Paura nel Garda, padre e figlio si tuffano da una barca ma rischiano di annegare: in azione la protezione civile e l'idroambulanza
L'uomo dopo essersi tuffato in acqua si è sentito male, l'attenzione dei volontari attirata dalle richieste d'aiuto della madre

SIRMIONE. Attimi di paura nel tardo pomeriggio di ieri a Sirmione dove un giovane padre di 25 anni assieme a suo figlio di 6 hanno rischiato di annegare dopo essersi tuffati nel lago da un imbarcazione che avevano noleggiato poche ore prima.
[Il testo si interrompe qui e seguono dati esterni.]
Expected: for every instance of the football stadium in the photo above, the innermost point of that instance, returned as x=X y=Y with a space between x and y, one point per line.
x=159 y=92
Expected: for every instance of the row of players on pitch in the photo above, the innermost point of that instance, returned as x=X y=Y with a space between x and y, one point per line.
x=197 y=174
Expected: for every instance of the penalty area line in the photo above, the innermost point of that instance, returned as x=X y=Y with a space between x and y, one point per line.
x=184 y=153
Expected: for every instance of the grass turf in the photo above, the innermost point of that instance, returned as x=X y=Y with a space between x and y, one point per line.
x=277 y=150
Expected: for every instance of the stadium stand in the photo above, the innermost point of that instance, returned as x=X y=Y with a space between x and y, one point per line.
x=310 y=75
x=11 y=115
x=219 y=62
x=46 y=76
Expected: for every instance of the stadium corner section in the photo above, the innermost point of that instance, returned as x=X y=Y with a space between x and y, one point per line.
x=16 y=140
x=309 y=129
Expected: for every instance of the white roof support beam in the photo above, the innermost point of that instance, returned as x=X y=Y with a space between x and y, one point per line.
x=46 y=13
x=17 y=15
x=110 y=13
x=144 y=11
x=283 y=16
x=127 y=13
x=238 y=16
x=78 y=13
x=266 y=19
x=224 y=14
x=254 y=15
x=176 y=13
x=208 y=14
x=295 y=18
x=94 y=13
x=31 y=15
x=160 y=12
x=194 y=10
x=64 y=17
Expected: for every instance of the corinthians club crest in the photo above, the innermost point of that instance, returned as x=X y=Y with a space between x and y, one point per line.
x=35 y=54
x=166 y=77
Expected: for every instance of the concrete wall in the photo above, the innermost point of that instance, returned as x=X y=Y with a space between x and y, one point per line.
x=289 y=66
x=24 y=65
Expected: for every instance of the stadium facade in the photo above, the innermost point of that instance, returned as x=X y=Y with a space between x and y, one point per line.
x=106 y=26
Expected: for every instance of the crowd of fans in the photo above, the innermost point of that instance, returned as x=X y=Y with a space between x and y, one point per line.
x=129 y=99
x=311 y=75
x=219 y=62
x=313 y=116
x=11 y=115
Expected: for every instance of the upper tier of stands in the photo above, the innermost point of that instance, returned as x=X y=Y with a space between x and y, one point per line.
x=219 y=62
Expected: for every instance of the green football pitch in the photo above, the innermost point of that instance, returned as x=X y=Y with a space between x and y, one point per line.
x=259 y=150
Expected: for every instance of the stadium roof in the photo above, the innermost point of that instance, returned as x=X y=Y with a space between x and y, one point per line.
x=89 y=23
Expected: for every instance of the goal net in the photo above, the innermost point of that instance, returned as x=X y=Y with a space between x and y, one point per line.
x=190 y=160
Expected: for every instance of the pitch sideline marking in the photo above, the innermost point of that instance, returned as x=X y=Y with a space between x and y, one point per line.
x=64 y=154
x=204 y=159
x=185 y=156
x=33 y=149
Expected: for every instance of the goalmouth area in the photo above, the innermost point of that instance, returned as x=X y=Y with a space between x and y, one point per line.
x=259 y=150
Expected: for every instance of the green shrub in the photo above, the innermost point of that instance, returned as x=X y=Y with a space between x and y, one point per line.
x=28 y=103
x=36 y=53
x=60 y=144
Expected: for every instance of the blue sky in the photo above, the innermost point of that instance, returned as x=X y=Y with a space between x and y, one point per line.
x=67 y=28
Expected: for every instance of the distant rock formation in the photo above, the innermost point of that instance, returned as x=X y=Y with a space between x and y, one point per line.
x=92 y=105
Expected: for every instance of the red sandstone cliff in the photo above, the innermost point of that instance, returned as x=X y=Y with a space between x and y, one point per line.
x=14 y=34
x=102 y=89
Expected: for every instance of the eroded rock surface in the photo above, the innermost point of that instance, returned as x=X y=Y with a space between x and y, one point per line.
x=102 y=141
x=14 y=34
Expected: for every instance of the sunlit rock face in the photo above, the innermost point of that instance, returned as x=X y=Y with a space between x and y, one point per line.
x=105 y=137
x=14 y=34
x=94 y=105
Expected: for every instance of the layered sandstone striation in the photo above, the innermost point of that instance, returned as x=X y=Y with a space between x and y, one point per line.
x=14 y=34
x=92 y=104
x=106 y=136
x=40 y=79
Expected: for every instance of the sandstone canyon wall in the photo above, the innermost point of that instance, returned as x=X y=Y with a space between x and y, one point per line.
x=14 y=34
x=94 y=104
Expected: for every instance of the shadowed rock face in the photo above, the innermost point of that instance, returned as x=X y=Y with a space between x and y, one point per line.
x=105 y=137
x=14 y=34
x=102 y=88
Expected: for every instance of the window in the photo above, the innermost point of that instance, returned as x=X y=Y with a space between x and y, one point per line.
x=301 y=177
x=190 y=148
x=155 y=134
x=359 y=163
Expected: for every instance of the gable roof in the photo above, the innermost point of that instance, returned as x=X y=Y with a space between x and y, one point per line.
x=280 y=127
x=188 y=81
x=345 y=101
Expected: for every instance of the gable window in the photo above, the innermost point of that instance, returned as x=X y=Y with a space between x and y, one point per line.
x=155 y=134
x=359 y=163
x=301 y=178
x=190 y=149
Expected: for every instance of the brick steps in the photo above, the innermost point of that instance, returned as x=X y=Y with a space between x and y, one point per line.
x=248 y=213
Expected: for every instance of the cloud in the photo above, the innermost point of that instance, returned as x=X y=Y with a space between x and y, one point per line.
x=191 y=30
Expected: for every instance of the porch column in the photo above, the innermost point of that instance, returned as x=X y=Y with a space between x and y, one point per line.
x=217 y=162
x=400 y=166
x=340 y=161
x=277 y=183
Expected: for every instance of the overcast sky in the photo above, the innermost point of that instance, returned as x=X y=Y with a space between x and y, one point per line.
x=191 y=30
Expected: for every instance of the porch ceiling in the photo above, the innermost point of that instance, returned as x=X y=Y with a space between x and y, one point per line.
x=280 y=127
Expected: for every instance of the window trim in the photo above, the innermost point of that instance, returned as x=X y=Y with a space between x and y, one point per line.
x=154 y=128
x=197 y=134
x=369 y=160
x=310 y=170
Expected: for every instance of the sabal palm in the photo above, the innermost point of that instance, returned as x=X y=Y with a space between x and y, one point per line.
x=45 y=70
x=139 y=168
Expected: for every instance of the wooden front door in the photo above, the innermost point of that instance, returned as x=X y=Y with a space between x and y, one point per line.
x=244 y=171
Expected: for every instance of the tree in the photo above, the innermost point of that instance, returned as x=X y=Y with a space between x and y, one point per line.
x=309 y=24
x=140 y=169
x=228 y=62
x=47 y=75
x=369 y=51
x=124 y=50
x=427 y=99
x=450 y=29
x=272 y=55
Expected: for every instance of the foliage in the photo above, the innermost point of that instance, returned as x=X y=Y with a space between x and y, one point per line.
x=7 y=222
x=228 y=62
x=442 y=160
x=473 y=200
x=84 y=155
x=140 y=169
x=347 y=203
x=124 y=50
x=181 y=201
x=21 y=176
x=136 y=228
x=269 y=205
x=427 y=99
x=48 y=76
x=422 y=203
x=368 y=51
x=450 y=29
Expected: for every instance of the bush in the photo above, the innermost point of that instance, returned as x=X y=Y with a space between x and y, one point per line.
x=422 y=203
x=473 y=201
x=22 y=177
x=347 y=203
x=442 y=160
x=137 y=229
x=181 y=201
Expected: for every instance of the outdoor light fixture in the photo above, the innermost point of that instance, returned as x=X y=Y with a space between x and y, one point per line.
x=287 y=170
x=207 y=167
Il fatto è avvenuto attorno alle 17.30 quando l'uomo, in acqua con il figlio al largo della spiaggia Giamaica, non si è sentito bene non trovando più le forze per raggiungere la barca - sulla quale era presente anche la madre del bimbo - ne per aiutare il figlio a risalire.
Fortunatamente in zona era di passaggio un'imbarcazione della protezione civile del basso Garda con i volontari che, dopo aver notato la donna che chiedeva aiuto, sono intervenuti avvicinandosi all'imbarcazione e tuffandosi in acqua.
Il primo ad essere recuperato e messo in salvo è stato il figlio, che fortunatamente non ha riportato conseguenze, e successivamente anche il padre che è stato condotto a riva con l'idroambulanza della Croce Rossa e successivamente trasportato, anch'esso in condizioni non gravi, all'ospedale di Desenzano per i controlli del caso.